OCR0042: Synthetic Data Creation Research using Diffusion

Norbu-Jamling commented 1 month ago

Description: Following up after gaining valuable knowledge from 'OCR0027 Font Style Transfer Research', we learn the single valuable lesson: DIFFUSION OUTPERFORMS GANS. We now Start our research on Diffusion models and their types and see how it can aid us in generating synthetic data from various scripture fonts currently present in our OCR data.

Background: Since our Transformer Based OCR model is data hungry it requires millions of image data to be effective unlike other models like LSTMs which may generalise even on smaller data size. We have data of scriptures that have certain style to it throughout. Some scriptures have only few lakhs of images in it. while few lakhs of data might not be enough for our Transformer based OCR, it may be enough to create a generative ai model. This way we may train a generative model on our data and then create millions of synthetic data from it. this way we can drastically improve our TrOCR.

Experiments and its Outcomes:

[x] Simple Diffusion model on glyphs Works great! Can be used to create diverse fresh high quality glyphs each time.
[x] Simple UNET model for img2img translation Difficult to produce good quality realistic images that resemble LK dataset. Content of input image is kept, but style is not transferred.
[x] Conditional DDPM model with Img condition Can produce realistic images that closely resembles LK dataset, but fails to reflect the content of condition.
[x] Conditional DDPM model with vector condition Can produce realistic images that closely resembles LK dataset, but fails to reflect the content of condition.
[x] Diffusion with discriminator model Can produce realistic images that closely resembles LK dataset, but fails to reflect the content of condition.
[x] Diffusion with OCR loss model Code has been written but not run with google vision OCR. Not enough testing done on this.

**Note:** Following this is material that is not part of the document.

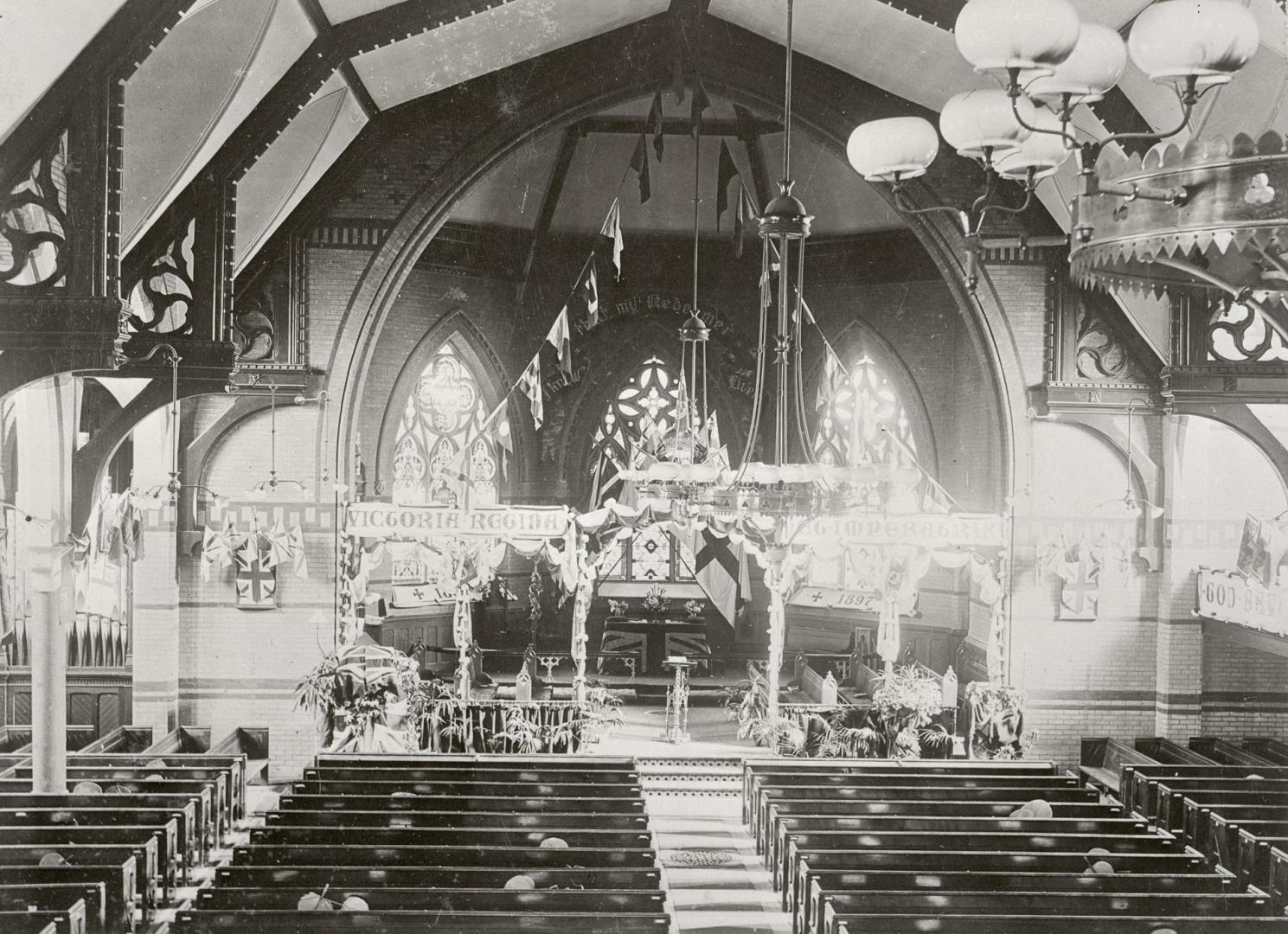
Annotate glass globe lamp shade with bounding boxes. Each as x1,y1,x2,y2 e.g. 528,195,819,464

Detailed Summary of each Experiment: In Github repo wiki: wiki

Future Potential Solution: 1) Glyph based Solution: Diffusion is really good at making single glyph images. It has all the qualities we desire- high quality, diverse, resembles the dataset, fresh each time. But we need our data in form of sentences. So we can use ai trained model to resize the glyph images, use ai to mark baseline, and print out sentences one character at a time. This also solves the problem of overfitting in manual font method OCR0041.

2) UNET based solution: Currently UNET is pretty good at keeping the content but struggling with style. This is because of the loss function. pixel wise comparison using MSE is not working well as the input computer font image characters don't align with the characters in LK dataset images. Best option we had is VGG perceptual loss. Which is not doing a good job on style transfer.

We can tell annotators to move the characters of condition image to align with the LK image. We may only need few thousand to be done by and then train an ai to do this aligning job.

When we have entire dataset with aligned characters then the UNET will work with MSE pixel comparison loss and may produce good results.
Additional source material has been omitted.